If you haven’t met St. Cyril of Jerusalem (AD 313-386) yet, you should get to know him. He vies for the title of the Church’s best ever catechist – indeed, he is truly the Catechetical Doctor! His lectures on the Holy Spirit are outstanding in beauty and clarity – so much that the Church chose his writings to enshrine as part of the Divine Office for all clergy and religious to meditate upon each year.

In His encounter with the Samaritan woman at the well (John 4:1-41) the Lord uses his natural thirst in the heat of the day as a springboard to a deeper conversation about Himself as the Wellspring of living water. This idea of living water is, as St. Cyril explains, a description of the grace of the Holy Spirit, so often described in elemental ways.

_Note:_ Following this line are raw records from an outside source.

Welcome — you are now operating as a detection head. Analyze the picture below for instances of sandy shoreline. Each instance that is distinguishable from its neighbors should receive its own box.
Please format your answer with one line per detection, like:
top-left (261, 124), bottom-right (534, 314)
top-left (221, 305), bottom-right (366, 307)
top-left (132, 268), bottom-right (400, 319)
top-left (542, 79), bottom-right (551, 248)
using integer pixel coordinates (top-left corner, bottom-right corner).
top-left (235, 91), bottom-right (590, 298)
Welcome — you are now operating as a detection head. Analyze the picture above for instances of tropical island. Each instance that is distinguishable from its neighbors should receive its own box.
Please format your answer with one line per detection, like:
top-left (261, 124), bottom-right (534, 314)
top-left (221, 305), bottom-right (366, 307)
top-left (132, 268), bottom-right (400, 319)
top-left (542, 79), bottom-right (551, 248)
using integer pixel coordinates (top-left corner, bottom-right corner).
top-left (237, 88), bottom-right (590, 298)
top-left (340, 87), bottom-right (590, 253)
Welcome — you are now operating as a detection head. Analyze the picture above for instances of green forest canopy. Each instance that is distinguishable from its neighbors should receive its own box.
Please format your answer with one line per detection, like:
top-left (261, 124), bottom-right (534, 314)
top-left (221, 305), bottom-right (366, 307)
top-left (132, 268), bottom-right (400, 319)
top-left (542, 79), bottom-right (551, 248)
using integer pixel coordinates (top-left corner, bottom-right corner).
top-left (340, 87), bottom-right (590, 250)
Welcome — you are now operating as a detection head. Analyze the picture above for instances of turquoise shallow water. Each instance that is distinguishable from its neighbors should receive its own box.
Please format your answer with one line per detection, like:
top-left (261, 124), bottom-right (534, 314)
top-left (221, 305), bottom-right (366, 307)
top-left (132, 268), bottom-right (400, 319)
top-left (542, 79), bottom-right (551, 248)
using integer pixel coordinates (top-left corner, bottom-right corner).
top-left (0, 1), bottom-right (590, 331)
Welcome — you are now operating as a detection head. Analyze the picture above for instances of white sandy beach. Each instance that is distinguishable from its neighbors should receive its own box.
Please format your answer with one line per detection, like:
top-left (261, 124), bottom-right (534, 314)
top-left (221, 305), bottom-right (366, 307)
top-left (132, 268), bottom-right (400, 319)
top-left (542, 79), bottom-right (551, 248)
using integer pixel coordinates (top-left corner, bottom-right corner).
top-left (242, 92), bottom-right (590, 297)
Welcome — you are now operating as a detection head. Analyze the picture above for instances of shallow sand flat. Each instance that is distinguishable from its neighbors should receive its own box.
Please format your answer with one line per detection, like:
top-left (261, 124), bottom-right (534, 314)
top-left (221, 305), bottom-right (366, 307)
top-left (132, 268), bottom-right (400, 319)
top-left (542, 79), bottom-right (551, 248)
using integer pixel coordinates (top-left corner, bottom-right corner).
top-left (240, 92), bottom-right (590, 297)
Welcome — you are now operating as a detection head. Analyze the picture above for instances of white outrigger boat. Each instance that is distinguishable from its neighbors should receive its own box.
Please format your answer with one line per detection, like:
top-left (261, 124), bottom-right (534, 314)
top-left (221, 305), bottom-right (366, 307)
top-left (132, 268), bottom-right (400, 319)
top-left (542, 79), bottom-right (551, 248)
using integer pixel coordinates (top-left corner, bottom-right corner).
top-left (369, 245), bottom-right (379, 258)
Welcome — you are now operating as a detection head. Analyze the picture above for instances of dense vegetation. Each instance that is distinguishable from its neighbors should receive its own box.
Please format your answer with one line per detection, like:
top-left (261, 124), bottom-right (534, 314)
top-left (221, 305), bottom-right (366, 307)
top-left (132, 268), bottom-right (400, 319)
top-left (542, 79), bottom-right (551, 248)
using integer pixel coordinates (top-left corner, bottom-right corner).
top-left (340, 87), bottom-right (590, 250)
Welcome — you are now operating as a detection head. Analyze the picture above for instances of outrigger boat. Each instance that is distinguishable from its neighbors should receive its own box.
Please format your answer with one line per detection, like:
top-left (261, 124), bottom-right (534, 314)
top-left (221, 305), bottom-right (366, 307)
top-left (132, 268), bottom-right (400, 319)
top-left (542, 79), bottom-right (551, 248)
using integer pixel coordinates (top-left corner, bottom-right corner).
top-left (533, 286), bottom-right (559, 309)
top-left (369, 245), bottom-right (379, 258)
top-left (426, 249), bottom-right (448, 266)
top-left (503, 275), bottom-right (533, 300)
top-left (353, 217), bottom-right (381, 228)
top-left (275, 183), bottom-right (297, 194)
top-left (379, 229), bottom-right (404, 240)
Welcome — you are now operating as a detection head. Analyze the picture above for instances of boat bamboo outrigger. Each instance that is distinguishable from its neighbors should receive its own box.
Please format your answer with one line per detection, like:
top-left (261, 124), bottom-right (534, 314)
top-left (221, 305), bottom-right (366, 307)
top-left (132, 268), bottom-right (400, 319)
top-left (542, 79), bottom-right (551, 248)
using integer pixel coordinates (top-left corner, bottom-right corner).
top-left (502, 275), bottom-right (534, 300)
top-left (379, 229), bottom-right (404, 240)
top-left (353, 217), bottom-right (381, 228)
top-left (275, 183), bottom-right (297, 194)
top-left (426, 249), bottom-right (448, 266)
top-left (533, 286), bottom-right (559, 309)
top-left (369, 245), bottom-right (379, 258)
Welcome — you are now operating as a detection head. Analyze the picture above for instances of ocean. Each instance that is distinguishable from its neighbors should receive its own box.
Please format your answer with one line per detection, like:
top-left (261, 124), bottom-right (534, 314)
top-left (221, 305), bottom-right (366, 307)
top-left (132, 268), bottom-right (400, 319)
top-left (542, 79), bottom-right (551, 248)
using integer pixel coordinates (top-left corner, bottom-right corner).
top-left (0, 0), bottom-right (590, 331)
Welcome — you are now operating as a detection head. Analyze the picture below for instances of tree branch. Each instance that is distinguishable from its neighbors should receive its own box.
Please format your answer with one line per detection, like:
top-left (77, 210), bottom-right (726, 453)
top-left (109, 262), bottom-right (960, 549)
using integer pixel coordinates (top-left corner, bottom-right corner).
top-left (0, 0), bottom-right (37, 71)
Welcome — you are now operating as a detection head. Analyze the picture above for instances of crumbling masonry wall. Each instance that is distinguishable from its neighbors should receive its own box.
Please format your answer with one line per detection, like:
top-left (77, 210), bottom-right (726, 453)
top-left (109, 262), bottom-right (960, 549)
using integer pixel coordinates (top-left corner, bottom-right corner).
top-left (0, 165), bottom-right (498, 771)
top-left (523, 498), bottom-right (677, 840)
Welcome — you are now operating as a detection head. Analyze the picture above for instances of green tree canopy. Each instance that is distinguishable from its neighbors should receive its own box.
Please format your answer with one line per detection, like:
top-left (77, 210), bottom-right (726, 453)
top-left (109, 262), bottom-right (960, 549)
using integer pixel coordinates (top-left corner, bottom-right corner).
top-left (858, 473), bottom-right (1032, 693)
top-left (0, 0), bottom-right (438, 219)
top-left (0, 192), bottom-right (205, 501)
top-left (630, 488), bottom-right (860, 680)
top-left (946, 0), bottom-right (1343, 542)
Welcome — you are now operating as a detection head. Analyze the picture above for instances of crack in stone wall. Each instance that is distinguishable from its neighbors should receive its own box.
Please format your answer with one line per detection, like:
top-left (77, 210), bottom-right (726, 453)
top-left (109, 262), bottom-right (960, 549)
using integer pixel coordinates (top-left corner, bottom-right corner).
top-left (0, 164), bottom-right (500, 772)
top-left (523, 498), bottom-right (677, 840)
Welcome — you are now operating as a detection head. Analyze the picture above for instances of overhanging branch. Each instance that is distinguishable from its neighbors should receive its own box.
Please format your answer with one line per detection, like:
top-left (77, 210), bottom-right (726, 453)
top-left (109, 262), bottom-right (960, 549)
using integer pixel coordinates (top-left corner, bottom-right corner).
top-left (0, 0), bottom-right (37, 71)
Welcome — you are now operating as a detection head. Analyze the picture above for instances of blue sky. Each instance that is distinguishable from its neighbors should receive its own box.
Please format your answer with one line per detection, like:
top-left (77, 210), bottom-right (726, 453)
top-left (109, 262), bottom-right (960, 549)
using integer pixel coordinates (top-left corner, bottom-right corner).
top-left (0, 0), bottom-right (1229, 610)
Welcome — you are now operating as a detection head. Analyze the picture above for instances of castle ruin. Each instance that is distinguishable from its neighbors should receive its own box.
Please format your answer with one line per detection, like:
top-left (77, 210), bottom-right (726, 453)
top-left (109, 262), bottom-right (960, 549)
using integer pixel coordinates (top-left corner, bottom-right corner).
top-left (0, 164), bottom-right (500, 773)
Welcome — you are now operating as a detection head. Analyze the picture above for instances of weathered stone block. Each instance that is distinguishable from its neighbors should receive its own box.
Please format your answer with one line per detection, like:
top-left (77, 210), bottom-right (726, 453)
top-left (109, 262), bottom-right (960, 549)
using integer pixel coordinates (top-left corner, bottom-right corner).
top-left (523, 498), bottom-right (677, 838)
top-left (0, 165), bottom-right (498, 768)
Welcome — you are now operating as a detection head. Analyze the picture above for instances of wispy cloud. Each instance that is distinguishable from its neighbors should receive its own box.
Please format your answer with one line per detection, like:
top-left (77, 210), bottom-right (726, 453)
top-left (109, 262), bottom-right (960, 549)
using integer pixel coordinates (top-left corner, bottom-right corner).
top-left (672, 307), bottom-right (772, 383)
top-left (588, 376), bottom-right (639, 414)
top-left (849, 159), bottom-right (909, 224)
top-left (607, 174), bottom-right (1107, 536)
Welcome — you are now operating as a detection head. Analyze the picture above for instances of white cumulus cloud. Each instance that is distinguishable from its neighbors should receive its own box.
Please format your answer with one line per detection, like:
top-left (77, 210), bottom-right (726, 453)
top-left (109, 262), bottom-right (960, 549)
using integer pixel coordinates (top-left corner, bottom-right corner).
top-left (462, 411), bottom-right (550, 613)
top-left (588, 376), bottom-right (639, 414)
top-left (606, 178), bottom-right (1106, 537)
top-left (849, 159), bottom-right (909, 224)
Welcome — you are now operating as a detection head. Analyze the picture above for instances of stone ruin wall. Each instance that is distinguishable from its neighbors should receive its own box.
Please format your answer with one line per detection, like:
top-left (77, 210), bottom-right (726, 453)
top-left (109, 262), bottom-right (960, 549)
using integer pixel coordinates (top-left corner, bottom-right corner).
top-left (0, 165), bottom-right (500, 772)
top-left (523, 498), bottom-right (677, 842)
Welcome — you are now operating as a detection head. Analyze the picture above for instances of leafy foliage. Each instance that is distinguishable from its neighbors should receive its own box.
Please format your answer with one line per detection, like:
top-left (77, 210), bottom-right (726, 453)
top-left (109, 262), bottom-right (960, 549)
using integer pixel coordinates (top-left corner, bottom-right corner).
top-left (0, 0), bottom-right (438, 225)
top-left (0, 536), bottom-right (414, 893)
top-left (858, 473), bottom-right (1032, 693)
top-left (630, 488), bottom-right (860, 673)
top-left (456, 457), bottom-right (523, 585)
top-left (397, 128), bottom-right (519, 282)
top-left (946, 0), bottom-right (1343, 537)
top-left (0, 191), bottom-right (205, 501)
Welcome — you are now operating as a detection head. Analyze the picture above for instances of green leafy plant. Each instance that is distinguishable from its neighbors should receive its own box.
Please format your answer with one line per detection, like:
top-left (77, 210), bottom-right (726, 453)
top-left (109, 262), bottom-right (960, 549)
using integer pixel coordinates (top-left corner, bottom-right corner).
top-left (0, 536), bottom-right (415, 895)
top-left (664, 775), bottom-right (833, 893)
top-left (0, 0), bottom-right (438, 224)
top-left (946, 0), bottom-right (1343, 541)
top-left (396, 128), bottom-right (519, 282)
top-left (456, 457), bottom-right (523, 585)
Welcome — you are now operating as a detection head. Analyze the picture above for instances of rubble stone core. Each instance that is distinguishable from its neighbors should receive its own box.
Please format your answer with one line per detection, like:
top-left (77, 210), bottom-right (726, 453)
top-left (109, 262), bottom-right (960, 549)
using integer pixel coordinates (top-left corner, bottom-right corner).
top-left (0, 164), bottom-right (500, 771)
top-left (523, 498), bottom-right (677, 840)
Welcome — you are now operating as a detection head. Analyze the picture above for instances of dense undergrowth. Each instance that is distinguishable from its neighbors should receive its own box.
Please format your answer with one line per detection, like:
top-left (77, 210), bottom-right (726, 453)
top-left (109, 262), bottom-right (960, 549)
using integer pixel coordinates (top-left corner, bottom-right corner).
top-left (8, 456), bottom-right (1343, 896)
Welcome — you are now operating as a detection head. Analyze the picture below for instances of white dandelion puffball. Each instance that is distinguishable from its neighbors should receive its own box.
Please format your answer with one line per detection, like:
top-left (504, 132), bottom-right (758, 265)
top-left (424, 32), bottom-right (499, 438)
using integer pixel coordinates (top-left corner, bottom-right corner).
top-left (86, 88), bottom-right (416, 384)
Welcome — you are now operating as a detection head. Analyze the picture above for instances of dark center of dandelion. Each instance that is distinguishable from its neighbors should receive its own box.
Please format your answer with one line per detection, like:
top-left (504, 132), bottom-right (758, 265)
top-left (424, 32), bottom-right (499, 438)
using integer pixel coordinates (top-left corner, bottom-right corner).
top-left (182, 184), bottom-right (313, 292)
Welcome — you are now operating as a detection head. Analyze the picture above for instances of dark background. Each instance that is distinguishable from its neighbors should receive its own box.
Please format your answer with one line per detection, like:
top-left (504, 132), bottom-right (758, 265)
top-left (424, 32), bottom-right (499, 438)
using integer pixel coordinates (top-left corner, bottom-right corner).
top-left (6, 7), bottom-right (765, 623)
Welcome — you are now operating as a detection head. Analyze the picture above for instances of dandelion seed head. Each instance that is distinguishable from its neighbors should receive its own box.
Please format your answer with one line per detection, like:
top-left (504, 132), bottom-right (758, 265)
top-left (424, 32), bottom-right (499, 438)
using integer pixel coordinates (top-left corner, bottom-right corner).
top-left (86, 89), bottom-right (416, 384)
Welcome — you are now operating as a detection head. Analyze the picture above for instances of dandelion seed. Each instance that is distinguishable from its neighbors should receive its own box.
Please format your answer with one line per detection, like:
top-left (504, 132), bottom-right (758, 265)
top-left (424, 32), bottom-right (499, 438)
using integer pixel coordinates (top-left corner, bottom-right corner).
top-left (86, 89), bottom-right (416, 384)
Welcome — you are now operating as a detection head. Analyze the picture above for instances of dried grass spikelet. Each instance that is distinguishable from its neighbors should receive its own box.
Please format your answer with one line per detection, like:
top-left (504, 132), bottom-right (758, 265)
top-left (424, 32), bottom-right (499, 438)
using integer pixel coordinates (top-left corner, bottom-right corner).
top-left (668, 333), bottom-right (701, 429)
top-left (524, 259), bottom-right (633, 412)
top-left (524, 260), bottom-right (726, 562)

But isn’t this curious? God the Holy Spirit – as unrelated to matter as you can get – should be associated with the most basic of the elements of nature: air, fire and water. Only ‘earth’ is avoided – perhaps because the other three all have their impact upon earth – and thus in such analogies the earth represents us.

St. Cyril’s beautiful observation is that all things in nature depend upon water – and water is always the same in itself, simple and pure H2O, but produces such different effects in those upon those it acts. As with water, so the Holy Spirit’s action “…is different in different people, but [He] Himself is always the same.” Thus the same Spirit who encourages the weak to be strong, may also inspire the prophet to preach, the artist to create and all of us to fast, or pray.

In other words, God the Spirit responds to our need – so that every corner of our being might be filled up with Him, and thus we might be transformed, day-by-day, into little Christs – for that is what being called a ‘Christian’ means. There is no end to the bounty of goodness that God pours forth in Himself, by the Gift of the Indwelling Spirit. Whatever you truly require will be granted to you by the author of life itself!

This, my dear friends, is the privilege of Baptism. Perhaps you have a good understanding of what an honor that is now, but all of us are so greatly endowed with His presence already, that if we stopped to contemplate it too much we would die of joy! On this great Feast then, let us all make a solemn pledge to beg the Spirit to remove our hearts of stone and give us heart of flesh instead!